Marketing Expert’s Survey Deemed In Danger of Prejudice For Failing To Consider Marketplace Conditions


Marketing Expert Witness

Court: United States District Court for the Eastern District of Missouri, Eastern Division
Jurisdiction: Federal
Case Name: Hain Blueprint, Inc. v. Blueprint Coffee, LLC
Citation: 2018 U.S. Dist. LEXIS 201886

Facts

The plaintiff, Hain, was a manufacturer, distribution, and marketer of non-alcoholic beverages. For its products, Hain used a series of marks containing the word “Blueprint”  and owned several registrations for marks, including “Blueprint,” “Blueprint Green,” “Blueprint Cleanse,” “BlueprintCleanse,” “BlueprintBar,” “BlueprintJuice,” and “BlueprintKit”.

In 2013, the defendant, Blueprint Coffee (BPC) inaugurated its first coffee shop in St. Louis, Missouri and began to sell specialty-grade coffee beans and coffee beverages under the mark  “Blueprint Coffee”. Blueprint Coffee moved an application for registration of a trademark “Blueprint Coffee”. Upon awareness of the defendant’s application, Hain moved a Notice of Opposition to the “Blueprint Coffee” mark and immediately afterwards, the plaintiff moved the instant three-count lawsuit against the Blueprint Coffee.

Both the plaintiff and the defendant sold their goods at Whole Foods Market grocery store locations in and around St. Louis as well as online. However, both parties opposed the specifics by which their goods were sold at Whole Foods Market and online. The defendant stated that the only goods it sold outside of its coffee shops were bagged whole-bean coffee, both at Whole Foods Market and online. The plaintiff’s trade, however, included the sale of its pre-bottled coffee- and fruit-containing beverages both online and at Whole Foods Market. The parties argued whether the plaintiff currently sold any coffee-containing beverage at Whole Foods Market.

Hain contended that in using the “Blueprint” mark, the defendant was liable both for trademark infringement and common law unfair competition. Hain moved for partial summary judgment on liability arguing that “it was not disputed that the plaintiff had the exclusive and nationwide rights to use the mark “Blueprint” in relation to the non-alcoholic beverages” and that “there was no actual conflict of substantial facts that the defendant used the identical term in its Blueprint Coffee mark in relation to the sale of identical goods.

The Expert

The plaintiff retained a marketing expert witness to conduct a consumer study for the case. The expert was a marketing professor with a Ph.D. from Northwestern University. The marketing expert described that her study “was carried out to ascertain whether customers at Whole Foods Markets would accept that a commodity having the BluePrint Coffee Mark belonged with the Blueprint line of refreshments and beverages.” The scope of the survey considered just one venue and one part of the defendant’s market i.e. its bagged whole-bean coffee goods sold at Whole Foods Markets.

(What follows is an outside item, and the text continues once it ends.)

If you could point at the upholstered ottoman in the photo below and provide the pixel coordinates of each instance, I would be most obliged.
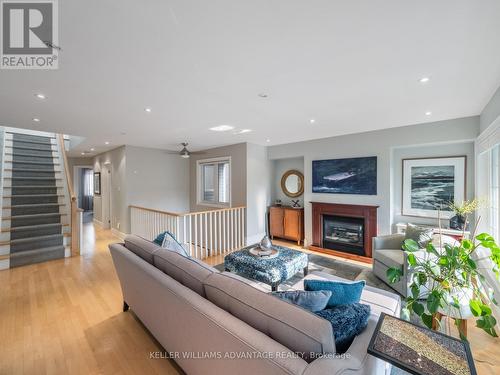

The defendant moved to exclude the testimony and consumer study of the plaintiff’s marketing expert.

Courts Analysis

The defendant argued that the marketing expert’s study was not relevant because it was too inadequate in extent. The study was confined to “goods sold in grocery shops that feature organic, natural and healthy foods such as Natural Grocers, Whole Foods, Traders Joes, etc.” The study was too narrowly focused and, therefore, did not achieve the defendant’s main trade as a coffee shop with restricted online and retail businesses of its bagged whole-bean coffee. This restricted scope did not achieve the complete scale of the goods and services of the defendant nor its main distribution places.

Since the plaintiff and the defendant agreed that defendant’s main trade was its coffee shop services (with limited online business for its bagged whole-bean coffee), the study was just too small to be adequately connected to the defendant’s main trade. The defendant contended that the study provided no contextual mention of how customers would perceive the word “Blueprint”.

The defendant further contended that the study was too indicative in analyzing the plaintiff’s and defendant’s products with each other. The study questions seemed to induce readers into discovering a similarity based stringently on a similarity of name, instead of similarity of goods. Therefore, this moreover rendered the study an unreliable symbol of customer confusion.

Held

The court held that Daubert warned that Rule 403 of the Federal Rules of Evidence permitted the exclusion of relevant evidence “if its probative value was substantially outweighed by the danger of unfair prejudice, confusion of the issues, or misleading the jury.” On the basis of the above flaws, the court reasoned that the study, while marginally important in the restricted grocery store setting, would do more harm than good by confusing the issues, misleading the jury, and potentially wasting time.

The study did too little to entertain the opinions and views of those real customers of the defendant’s goods and services, and the real marketplace circumstances faced by those consumers, so as to significantly help the jury in ascertaining the likelihood of confusion.

The court granted the defendant’s motion to exclude the marketing expert.